Un voto occasionale, una delle tante manifestazioni antigovernative “fredde”, porta infine allo scoperto la vera natura della Rai. Su 1.438 giornalisti presenti alla manifestazione di ieri, ben 1.314 hanno votato contro il direttore generale Masi. Un ex Dc, messo a quel posto da Gianni Letta, ma nominato dal governo Berlusconi, e dunque un berlusconiano. Ma, a parte lui, non ci sono più berlusconiani in Rai: i votanti hanno levato un punto alla propaganda dell’opposizione. Ma soprattutto si conferma quanto si sapeva, che il 1989 per la Rai non c’è mai stato, né il 1992: la Rai è sempre cattolica e democristiana, anche se trova conveniente dirsi di sinistra.

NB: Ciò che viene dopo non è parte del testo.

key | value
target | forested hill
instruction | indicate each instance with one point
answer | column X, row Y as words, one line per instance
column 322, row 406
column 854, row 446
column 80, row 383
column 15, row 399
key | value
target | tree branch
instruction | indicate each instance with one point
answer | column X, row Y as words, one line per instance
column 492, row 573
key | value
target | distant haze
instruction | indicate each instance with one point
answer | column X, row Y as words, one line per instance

Si sapeva che dei 25 redattori del servizio politico del Tg 1 prima di Minzolini, 17 erano di Casini, o 18, e il resto di Veltroni. L’assemblea di ieri conferma la preminenza dell’opposizione nell’informazione Rai, e all’interno di essa con tutta probabilità di quella casiniana, moderata ma non blanda (si veda Cristina Busi). Che a sinistra potrebbe essere una buona notizia, non fosse che questa opposizione è solo un arroccamento dello zoccolo duro democristiano, deciso a non cedere.

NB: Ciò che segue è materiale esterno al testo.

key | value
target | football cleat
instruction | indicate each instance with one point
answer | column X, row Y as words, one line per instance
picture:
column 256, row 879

Di cui è specchio il linguaggio: chi ha il vizio di ascoltare le notizie alla Rai ha sempre l’impressione di essere tornato indietro nel tempo, all’ascolto della famosa Radio Tirana in italiano al tempo del regime, che si faceva allora per divertimento ma ora atterrisce – il Raiume sempre atterrisce, perfino quando parla del papa, o della povertà che ci affligge, noi poveri ricchi.